Nascido em Cruz Alta (RS) no ano de 1905, Erico conheceu os dois lados da vida. Sua família era abastada, mas passou por momentos de dificuldade financeira. Após a farmácia de seu pai sucumbir às dívidas, Erico trabalhou como balconista em um armazém e no Banco Nacional do Comércio. Em 1927 conheceu Mafalda Halfen Volpe, com quem se casaria quatro anos depois. Com a publicação de Olhai os lírios do campo, pôde fazer da literatura sua profissão. Morou três vezes nos Estados Unidos, onde proferiu conferências, lecionou literatura brasileira na Universidade da Califórnia, em Berkeley, e dirigiu o departamento de assuntos culturais na Organização dos Estados Americanos (OEA), em Washington. Publicou dezenas de livros, tendo se notabilizado pelo clássico O tempo e o vento, trilogia dividida em sete volumes (1949-1962). Morreu em 1975, vítima de um infarto.

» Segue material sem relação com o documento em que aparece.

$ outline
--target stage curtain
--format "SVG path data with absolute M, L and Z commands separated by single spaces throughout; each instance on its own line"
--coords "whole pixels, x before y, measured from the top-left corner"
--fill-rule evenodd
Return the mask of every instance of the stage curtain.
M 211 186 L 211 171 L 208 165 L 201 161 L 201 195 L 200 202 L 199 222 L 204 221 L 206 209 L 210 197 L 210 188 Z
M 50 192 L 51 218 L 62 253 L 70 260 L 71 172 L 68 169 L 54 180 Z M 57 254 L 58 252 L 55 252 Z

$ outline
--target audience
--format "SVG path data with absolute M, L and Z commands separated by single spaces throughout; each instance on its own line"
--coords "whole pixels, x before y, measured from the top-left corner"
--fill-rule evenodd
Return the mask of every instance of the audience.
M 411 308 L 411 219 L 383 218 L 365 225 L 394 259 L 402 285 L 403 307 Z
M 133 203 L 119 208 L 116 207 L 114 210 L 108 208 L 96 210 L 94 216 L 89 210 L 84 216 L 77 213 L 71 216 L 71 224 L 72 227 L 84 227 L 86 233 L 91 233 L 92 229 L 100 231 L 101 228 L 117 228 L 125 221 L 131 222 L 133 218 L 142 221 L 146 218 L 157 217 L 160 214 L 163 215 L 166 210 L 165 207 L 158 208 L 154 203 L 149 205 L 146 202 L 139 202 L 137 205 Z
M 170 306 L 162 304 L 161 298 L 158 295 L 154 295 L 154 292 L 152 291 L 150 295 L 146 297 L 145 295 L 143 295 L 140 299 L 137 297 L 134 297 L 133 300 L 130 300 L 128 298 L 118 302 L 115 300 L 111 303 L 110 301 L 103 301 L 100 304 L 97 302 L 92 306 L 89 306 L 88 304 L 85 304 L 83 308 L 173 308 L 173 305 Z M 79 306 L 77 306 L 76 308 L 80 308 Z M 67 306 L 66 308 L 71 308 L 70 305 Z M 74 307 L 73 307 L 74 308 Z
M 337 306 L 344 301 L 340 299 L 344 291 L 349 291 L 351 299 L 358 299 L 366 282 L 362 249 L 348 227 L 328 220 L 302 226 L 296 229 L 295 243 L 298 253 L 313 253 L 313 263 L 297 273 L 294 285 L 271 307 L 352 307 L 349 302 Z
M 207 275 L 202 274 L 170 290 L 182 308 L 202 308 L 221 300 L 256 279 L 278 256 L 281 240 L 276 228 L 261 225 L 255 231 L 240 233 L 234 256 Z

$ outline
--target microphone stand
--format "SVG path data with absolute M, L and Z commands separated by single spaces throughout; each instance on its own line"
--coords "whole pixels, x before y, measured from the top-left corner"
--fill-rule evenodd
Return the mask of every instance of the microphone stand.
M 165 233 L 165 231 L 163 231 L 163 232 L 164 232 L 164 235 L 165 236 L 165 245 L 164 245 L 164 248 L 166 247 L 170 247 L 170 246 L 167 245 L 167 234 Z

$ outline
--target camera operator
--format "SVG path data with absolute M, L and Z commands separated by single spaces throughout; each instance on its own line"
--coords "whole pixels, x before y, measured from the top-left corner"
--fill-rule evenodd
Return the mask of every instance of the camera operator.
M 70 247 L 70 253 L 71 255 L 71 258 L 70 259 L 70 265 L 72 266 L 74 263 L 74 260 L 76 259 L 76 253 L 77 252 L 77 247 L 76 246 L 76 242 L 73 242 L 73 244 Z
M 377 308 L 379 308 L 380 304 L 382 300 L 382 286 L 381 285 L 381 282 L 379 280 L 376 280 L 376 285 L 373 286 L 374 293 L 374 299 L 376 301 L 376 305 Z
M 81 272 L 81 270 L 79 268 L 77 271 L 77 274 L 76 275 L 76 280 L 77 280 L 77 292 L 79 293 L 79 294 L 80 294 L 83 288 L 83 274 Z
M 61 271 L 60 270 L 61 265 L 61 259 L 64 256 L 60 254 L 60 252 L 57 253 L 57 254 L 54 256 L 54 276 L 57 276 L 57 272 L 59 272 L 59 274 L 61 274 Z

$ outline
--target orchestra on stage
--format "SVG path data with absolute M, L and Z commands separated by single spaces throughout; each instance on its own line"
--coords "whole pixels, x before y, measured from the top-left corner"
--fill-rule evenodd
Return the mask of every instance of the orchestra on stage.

Muito se estudou sobre a religiosidade em Olhai os lírios do campo. A influência do Sermão da Montanha é explícita no título e na descrição da famosa carta de Olívia, com ensinamentos lidos por Eugênio após a morte da ex-companheira.
Quero que abras os olhos, Eugênio, que acordes, enquanto é tempo. Peço-te que pegues a minha Bíblia que está na estante de livros, perto do rádio, leias apenas o Sermão da Montanha. (...) Os homens deviam ler e meditar esse trecho, principalmente no ponto em que Jesus nos fala dos lírios do campo que não trabalham nem fiam, e no entanto nem Salomão em toda a sua glória jamais se vestiu como um deles. (...) Precisamos, entretanto, dar um sentido humano às nossas construções. E, quando o amor ao dinheiro, ao sucesso nos estiver deixando cego, saibamos fazer pausas para olhar os lírios do campo e as aves do céu.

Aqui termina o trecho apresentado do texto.